Panji tak menjawab, matanya masih terpaku menatap Shena dengan raut wajah terkejut. Ia tak menyangka cewek ini secara legowo meminta maaf padanya, padahal jelas-jelas ia yang lebih dahulu menamparnya. "Seharusnya gue yang meminta maaf karena gue yang memulainya, gue gak tau Dila berbuat sewenang-wenang sama teman lo dan ngejemur kalian panas-panasan.

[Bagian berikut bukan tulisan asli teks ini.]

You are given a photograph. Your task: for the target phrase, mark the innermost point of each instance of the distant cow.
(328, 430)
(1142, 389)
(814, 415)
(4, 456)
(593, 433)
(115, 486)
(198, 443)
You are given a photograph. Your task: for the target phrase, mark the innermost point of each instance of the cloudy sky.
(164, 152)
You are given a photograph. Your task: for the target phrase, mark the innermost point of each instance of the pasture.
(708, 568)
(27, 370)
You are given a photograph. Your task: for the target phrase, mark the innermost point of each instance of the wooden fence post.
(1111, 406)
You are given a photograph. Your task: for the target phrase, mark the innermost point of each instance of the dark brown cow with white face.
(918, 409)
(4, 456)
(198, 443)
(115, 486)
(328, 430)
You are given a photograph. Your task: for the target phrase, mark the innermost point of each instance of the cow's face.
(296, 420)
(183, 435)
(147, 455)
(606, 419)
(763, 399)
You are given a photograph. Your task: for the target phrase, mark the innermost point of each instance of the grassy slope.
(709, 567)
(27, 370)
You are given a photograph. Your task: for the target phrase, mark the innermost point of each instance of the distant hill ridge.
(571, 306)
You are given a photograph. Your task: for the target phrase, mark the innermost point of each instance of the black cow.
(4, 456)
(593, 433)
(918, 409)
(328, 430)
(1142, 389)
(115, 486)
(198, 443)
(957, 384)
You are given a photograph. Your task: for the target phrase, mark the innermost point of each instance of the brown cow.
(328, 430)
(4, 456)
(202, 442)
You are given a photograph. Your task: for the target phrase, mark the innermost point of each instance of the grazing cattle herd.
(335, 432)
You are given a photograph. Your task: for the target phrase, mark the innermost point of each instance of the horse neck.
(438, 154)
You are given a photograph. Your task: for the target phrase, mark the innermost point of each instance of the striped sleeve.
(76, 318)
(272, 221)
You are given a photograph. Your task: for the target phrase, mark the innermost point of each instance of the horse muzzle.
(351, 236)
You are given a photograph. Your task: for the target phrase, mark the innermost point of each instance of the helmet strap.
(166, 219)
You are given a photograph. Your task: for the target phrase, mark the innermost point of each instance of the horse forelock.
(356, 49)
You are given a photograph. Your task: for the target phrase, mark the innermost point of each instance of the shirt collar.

Waktu itu gue baru balik dari kelas dan melihat lo berbuat seenaknya sama senior lo, jadi gue reflek nampar lo, sorry." Panji menunduk menatap manik mata Shena.

Shena manghembuskan nafas lega, ia mengulurkan tangannya di udara mengajak Panji salaman. "Sorry juga."

Panji menjabat tangannya seraya mengayun sekali dengan senyum menghias bibirnya.

"Hoi, kok malah pacaran disitu, nggak masuk kelas apa?" sebuah sapaan keras dari pintu kelas X1 mengusik kedua orang itu.

"Mati gue, jam pertama fisika lagi sama pak Bambang." Shena menepuk jidatnya, "gue kekelas dulu ya, bye!" Shena berlari menjauh menuju kelasnya.

"Shen!" terdengar teriakan Panji mamanggilnya membuat Shena menghentikan langkah dan membalikkan badan, "Thanks!"ucap Panji sambil tersenyum manis.

"Sama-sama," balasnya kemudian terbirit-birit menuju kelasnya yang terletak diujung koridor.